A‐Site Substitution Motivating the Phase Transformation of LaNiO3 Perovskite for High‐Performance Artificial N2 Fixation

Abstract

AbstractElectrocatalytic N2 reduction reaction (NRR) to NH3 under ambient conditions is an attractive strategy compared to the traditional Haber‐Bosch process. However, there still remains a great challenge due to the high activation barrier of N2 and consequent sluggish kinetics. Herein, A‐site substitution of LaNiO3 perovskites by Sr‐doping is proposed which can lead to phase transformation and to the formation of oxygen vacancies, significantly improving the NRR performance of La1‐xSrxNiO3 (LSNO).

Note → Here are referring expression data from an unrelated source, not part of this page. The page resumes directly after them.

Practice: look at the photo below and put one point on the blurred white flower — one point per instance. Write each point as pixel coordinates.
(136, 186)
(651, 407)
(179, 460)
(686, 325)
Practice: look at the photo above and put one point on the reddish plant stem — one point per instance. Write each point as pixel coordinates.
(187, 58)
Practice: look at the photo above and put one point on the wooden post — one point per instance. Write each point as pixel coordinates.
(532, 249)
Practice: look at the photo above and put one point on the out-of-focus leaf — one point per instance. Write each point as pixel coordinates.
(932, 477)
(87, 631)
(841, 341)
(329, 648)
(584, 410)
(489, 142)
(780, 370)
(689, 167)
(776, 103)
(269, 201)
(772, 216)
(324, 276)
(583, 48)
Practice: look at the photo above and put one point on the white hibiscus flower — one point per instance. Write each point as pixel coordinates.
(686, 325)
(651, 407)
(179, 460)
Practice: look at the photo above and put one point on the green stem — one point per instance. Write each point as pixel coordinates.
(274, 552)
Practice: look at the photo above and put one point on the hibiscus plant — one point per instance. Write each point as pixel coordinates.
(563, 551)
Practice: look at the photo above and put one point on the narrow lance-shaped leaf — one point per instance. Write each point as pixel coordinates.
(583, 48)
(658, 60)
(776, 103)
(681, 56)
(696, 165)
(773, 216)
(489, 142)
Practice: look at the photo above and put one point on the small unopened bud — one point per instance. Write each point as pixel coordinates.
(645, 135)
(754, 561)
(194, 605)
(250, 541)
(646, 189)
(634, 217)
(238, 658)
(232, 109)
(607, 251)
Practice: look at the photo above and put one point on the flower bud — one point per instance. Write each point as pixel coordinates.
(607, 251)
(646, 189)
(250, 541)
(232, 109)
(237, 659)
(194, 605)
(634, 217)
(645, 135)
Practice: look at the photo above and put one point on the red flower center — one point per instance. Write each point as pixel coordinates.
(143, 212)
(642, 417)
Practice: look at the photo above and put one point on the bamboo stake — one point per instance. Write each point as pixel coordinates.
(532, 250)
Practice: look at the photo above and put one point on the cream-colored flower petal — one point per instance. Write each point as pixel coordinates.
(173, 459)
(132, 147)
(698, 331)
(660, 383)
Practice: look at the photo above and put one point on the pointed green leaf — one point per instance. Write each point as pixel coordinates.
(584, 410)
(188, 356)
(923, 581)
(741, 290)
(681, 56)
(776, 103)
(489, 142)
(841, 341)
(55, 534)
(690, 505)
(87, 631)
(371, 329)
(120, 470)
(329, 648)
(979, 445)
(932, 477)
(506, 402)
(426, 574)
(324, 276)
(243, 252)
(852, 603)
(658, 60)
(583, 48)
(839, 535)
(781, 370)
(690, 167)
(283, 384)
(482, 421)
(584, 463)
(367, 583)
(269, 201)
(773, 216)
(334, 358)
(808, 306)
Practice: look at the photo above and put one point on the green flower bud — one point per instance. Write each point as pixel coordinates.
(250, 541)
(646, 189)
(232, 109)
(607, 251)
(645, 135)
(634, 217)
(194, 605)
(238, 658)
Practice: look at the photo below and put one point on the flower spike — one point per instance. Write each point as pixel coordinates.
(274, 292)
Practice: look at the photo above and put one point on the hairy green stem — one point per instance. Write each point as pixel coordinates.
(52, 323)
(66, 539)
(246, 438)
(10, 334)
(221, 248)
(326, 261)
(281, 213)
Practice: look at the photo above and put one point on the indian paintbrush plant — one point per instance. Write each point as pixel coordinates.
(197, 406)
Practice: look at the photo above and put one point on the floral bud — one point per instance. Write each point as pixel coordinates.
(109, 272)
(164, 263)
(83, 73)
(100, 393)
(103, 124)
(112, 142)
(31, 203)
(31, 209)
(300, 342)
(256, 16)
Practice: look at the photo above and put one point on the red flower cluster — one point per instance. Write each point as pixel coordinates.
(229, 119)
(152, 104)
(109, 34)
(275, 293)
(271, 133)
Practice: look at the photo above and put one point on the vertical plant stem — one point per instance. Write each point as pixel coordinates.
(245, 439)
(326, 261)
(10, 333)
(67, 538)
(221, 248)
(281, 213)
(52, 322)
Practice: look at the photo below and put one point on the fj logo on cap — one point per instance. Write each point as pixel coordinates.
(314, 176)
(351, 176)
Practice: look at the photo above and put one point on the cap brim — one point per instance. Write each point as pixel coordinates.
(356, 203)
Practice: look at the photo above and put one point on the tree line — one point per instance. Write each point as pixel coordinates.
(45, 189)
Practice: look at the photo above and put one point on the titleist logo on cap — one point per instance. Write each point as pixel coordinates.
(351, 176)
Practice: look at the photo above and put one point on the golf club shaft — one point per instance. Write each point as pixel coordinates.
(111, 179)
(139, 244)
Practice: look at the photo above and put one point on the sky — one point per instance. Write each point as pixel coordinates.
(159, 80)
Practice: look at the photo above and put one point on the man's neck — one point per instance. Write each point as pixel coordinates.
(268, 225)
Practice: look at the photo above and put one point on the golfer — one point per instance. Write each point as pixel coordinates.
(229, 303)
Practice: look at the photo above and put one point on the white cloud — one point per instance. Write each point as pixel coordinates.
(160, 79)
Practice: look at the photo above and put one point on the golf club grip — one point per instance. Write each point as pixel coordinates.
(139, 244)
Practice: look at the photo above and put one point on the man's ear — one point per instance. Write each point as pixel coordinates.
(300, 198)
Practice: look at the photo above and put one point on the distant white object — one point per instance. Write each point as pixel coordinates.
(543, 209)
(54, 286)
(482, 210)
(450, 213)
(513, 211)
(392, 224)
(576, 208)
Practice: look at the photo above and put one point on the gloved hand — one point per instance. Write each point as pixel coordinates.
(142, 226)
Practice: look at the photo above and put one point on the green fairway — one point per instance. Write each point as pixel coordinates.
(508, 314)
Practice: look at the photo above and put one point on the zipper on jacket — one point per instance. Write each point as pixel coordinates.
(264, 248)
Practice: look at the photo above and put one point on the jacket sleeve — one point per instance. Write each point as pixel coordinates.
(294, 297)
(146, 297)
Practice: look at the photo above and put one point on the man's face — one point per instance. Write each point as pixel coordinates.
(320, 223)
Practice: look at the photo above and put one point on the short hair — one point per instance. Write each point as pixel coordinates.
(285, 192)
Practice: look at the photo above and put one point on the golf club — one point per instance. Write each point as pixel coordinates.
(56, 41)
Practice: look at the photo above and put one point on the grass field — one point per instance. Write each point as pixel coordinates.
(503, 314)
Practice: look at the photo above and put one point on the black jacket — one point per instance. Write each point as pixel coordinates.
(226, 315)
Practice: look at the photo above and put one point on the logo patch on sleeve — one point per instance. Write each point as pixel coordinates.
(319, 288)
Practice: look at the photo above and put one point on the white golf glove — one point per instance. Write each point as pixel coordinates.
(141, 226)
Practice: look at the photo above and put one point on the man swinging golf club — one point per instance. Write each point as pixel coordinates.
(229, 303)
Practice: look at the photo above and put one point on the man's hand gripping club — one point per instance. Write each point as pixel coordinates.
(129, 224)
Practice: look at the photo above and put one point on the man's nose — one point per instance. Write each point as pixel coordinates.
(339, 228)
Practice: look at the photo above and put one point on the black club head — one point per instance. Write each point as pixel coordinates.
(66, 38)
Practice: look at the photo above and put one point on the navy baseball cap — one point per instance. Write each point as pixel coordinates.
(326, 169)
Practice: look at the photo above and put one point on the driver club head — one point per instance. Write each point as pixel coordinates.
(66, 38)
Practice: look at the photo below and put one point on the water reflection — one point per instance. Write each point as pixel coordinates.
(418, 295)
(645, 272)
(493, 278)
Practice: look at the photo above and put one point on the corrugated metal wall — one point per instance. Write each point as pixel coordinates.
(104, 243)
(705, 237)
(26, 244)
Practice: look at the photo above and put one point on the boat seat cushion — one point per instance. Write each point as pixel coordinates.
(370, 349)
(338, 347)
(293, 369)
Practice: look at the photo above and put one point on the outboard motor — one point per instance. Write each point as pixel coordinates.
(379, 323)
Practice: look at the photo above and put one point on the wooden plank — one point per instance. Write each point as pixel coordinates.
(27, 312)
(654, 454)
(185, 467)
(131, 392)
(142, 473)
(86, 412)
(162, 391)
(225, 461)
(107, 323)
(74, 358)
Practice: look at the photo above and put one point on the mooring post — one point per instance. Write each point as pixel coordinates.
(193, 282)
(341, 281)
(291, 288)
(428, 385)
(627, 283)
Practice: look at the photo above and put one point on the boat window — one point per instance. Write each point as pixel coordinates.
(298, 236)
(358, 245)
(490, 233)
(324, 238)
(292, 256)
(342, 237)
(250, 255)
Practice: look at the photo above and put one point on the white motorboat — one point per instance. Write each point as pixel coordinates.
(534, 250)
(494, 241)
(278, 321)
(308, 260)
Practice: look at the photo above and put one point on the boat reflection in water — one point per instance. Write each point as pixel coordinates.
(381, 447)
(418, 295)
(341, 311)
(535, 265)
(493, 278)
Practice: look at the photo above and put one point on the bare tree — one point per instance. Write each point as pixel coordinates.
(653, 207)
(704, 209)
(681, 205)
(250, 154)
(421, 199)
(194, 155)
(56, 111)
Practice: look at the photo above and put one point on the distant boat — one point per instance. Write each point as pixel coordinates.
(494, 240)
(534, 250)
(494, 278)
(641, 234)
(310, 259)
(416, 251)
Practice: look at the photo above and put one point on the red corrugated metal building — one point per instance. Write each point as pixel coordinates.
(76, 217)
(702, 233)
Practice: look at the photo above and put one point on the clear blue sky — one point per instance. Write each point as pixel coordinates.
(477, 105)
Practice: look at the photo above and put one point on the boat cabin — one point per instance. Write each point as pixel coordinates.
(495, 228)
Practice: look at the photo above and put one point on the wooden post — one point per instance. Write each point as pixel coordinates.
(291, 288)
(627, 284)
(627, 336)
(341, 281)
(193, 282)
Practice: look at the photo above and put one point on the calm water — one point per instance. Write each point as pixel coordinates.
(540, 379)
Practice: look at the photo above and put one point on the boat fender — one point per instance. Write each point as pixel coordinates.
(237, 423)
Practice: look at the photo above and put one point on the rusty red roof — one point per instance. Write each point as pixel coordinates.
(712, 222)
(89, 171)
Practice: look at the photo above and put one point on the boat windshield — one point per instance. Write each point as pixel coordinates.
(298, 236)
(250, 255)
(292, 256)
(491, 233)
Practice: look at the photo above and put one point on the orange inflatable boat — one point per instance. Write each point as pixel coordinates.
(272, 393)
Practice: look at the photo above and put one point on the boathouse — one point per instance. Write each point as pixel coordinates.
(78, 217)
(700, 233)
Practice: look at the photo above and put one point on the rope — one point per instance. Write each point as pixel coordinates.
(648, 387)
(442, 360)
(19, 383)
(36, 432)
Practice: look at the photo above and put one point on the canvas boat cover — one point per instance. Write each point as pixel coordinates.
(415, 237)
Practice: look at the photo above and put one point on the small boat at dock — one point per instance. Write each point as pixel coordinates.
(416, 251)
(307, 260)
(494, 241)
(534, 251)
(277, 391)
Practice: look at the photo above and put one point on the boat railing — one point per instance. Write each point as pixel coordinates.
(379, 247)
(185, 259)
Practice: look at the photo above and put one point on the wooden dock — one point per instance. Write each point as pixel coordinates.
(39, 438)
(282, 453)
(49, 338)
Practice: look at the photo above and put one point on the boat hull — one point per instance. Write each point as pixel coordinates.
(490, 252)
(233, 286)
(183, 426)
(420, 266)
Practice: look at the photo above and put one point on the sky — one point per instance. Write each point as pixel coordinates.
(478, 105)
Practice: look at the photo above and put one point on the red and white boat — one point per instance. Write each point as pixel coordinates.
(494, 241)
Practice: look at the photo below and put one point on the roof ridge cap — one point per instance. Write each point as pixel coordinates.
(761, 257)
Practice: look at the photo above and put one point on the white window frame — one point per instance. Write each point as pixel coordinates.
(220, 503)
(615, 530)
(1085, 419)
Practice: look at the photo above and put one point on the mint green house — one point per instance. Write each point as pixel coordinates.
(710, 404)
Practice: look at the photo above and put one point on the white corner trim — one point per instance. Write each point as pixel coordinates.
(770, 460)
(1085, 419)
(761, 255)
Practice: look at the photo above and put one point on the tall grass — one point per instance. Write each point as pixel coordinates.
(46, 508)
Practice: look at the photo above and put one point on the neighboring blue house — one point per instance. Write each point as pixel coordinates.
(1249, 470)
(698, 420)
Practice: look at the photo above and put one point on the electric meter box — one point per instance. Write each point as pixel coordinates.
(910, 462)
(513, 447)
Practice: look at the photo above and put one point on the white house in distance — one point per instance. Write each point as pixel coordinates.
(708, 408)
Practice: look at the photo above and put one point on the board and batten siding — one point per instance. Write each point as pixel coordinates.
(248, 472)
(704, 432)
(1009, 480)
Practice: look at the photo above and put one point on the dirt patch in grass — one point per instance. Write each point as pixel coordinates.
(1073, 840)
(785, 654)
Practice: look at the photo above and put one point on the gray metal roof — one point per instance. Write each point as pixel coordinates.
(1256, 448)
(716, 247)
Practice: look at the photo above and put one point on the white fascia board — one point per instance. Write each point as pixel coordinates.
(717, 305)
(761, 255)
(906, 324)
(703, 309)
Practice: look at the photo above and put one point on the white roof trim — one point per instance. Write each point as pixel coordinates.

The appropriate oxygen vacancy concentration can be modulated by changing the stoichiometric ratio of La and Sr elements. LSNO‐III (x=0.5) delivers the highest ammonia production rate of 55.9 μg h−1 mg−1cat. at −0.7 V and Faraday efficiency of 23.17 % at −0.5 V versus the reversible hydrogen electrode in 0.1 M Na2SO4. Density functional theory (DFT) calculations further demonstrate that introduction of oxygen vacancies decreases the distance of the d‐band center to the Fermi energy level, which not only facilitates adsorption and activation of N2 molecules and subsequent hydrogenation reactions, but also further optimizes reaction pathways in NRR.